This Course Cover Complete Big Data Engineering Topics
▶️Part 1 -
https://youtu.be/Tyg1FVNq40g
▶️Part 2 -
https://youtu.be/k1LaWFNOa68
Resources
=========
Hadoop Installation Steps - https://github.com/atozknowledge/bigdata/wiki/Hadoop-Single-Node-Installation
Hadoop Multi Node Cluster Setup Installation Steps - https://bit.ly/3LRwgRi
Big Data Integration Book - https://bit.ly/3ipIlBx
Hive
Hive-site.xml - https://github.com/Gowthamsb12/hive/blob/main/hive-site.xml
Hive ACID commands - https://bit.ly/2V9W1qT
Apache Hive ORC vs TextFile Format - https://bit.ly/3cbIbNl
Hive UDF Code - https://codewithgowtham.blogspot.com/2021/09/hive-udf.html
Spark
Spark Submit Cluster [YARN] Mode Code link - https://github.com/atozknowledge/bigdata
Spark Kafka Cassandra | End to End Streaming Project Code and Steps - https://bit.ly/3LqXXRC
Kafka Installation Video -
https://youtu.be/XCOIp-CqGkg
Sqoop Commands - https://codewithgowtham.blogspot.com/2021/03/sqoop-commands.html
Course Outline
00:00 Unboxing Spark RDD
11:03 Different Ways to Create [Spark RDD]
14:48 Spark Transformation Types and Actions
27:58 Spark Executor Core & Memory Explained
36:03 Spark [Executor & Driver] Memory Calculation
42:12 Spark Submit Cluster [YARN] Mode
55:03 Spark Lens Integration [Spark Application]

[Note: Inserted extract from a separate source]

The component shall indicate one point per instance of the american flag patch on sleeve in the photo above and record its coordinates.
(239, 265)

01:05:03 Spark [Hash Partition] Explained
01:22:01 Spark [Custom Partition] Implementation
01:28:36 Spark With JDBC (MYSQL / ORACLE)
01:42:02 Apache Spark UDF
01:50:23 Spark - Repartition Or Coalesce
02:00:08 Apache Spark SQL With Apache Hive
02:08:24 Spark reduceByKey Or groupByKey
02:20:12 Spark Dedup With Use Cases
02:28:59 Is PySpark UDF is Slow Why
02:34:31 Spark - Calculate Moving Average
02:43:02 Spark Market Basket Algorithm
02:50:56 PySpark Calculate Frequency Table
02:55:10 PySpark Types of Drop Null Records
02:59:46 Print Spark Data Lineage
03:04:50 Spark Logical & Physical Plan
03:13:01 Hadoop Multi Node Cluster Setup
03:42:20 Spark Kafka Cassandra End to End Streaming Project
04:12:29 Big Data - On Premise Or Cloud
04:15:07 Do Data Engineers Need Cloud Computing
04:19:12 Big Data On Cloud AWS EMR
04:36:55 Google Dataproc BigData Managed Service
04:52:22 Google Dataproc and BigQuey Project
05:03:43 Apache SQOOP Data Migration POC
05:29:26 Top 10 Points to Explain Big Data Project In Interview
05:42:08 Top 10 Interview Q & A Explained
05:58:58 Big Data Engineering Resume Preparation
06:21:04 Big Data Project Explained
06:40:58 4 Ways For Data Engineers To Make Extra Income
06:45:45 Big Data Project Deployment Explained
06:58:25 How to get Latest Data Engineering News
𝐒𝐨𝐜𝐢𝐚𝐥𝐬
🎥𝐘𝐨𝐮𝐓𝐮𝐛𝐞 - https://www.youtube.com/@thedatatech
📸𝐈𝐧𝐬𝐭𝐚𝐠𝐫𝐚𝐦 - https://instagram.com/thedatatech.in
💼𝐋𝐢𝐧𝐤𝐞𝐝𝐈𝐧 - https://www.linkedin.com/in/sbgowtham/
🌐𝐖𝐞𝐛𝐬𝐢𝐭𝐞 - https://codewithgowtham.blogspot.com
💻𝐆𝐢𝐭𝐇𝐮𝐛 - http://github.com/Gowthamdataengineer
💬𝐖𝐡𝐚𝐭𝐬 𝐀𝐩𝐩 - https://lnkd.in/g5JrHw8q
📧𝐄𝐦𝐚𝐢𝐥 -
[email protected]
📱𝐀𝐥𝐥 𝐌𝐲 𝐒𝐨𝐜𝐢𝐚𝐥𝐬 - https://lnkd.in/gf8k3aCH
Hash Tags
#bigdata #dataengineering #DataEngineering #BigData #DataPipeline #ETL #DataProcessing #DataScience #DataAnalytics #DataWrangling #DataOps #DataArchitecture #DataIntegration #DataTransformation #DataStorage #DataManagement #DataPlatform #CloudDataEngineering #AWS #Azure #GCP #DataCloud #CloudComputing #CloudDataPipeline #DataStreaming #Kafka #Spark #Hadoop #NoSQL #DataModeling #DataGovernance #DataLake #DataWarehouse #Redshift #BigQuery #Snowflake #DataVisualization #MachineLearning #AI #APIs #DatabaseManagement #ServerlessComputing #DataMigration #DevOps #MLOps #DataOrchestration #DataAutomation #DataSecurity #CloudMigration #DataEngineeringCommunity #RealTimeData #DataMonitoring #DataEngineeringTools #DataInsights #DataDriven #DataQuality #DataEngineeringProjects #PythonForData #SQL #DataPipelinesSimplified #CloudETL #ModernDataStack #CloudDataOps #DataLakehouse #AnalyticsEngineering #DataFlow #CloudIntegration #DataTools #DataPipelineAutomation #DataModelingSimplified #ETLTools #DataProcessingPipeline #DataCloudExperts #ServerlessData #CloudComputingSolutions #BigDataAnalytics #AdvancedAnalytics #DataInnovation #CloudDataManagement #DataOpsFramework #ETLProcesses #StreamingDataPipeline #DataScienceWorkflow #CloudEngineering #DataEngineerLife #DataEngineerJobs #DataEngineeringForBeginners #CloudSolutions #TechForData #DataScienceCommunity #CloudFirst #DataStorageOptimization #CloudETLTools #DataProcessingFrameworks #RealTimeAnalytics.